Repetitive deformation rapidly increased phosphorylation of tyrosine residues in several proteins in soluble fraction but decreased phosphotyrosine in particulate fraction. We next directly examined the effect of deformation on the tyrosine phosphorylation of cellular proteins. Western blotting revealed that exposure to cyclic deformation rapidly increased tyrosine phosphorylation in several cellular proteins in the soluble fraction with peaks at 30 min (Fig. 4). Densitometric analysis demonstrated that cyclic deformation for 30 min increased tyrosine phosphorylation by 1,397 ± 290, 389 ± 98, 176 ± 37, and 92 ± 18% in 50-, 60-, 70-, and 125-kDa molecular mass proteins, respectively (P < 0.05 for each, n = 4), above that in control cells.
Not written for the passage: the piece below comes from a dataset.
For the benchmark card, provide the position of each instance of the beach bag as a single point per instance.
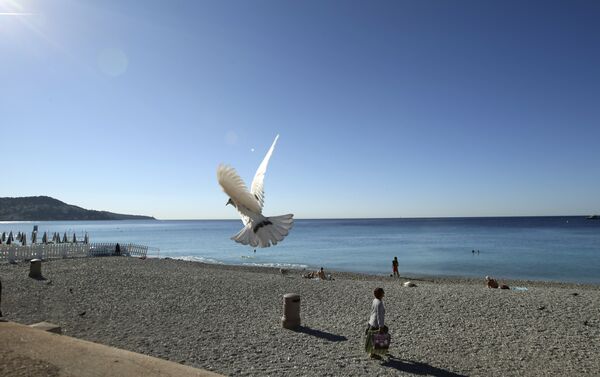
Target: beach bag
(381, 341)
(376, 343)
In contrast, tyrosine phosphorylation of cellular proteins in the particulate fraction was decreased by 73 ± 21, 92 ± 8, 78 ± 17, and 89 ± 10% in 50-, 60-, 70-, and 125- kDa proteins, respectively, by cyclic deformation for 30 min (Fig. 4; P < 0.05 for each, n = 4). In two additional independent experiments, we compared phosphorylation of these tyrosine phosphoproteins at the 0- and 30-min time points in multiple lanes on the same gels and observed similar effects, demonstrating that the observed differences in band intensity were not artifacts of lane position on the gels (data not shown).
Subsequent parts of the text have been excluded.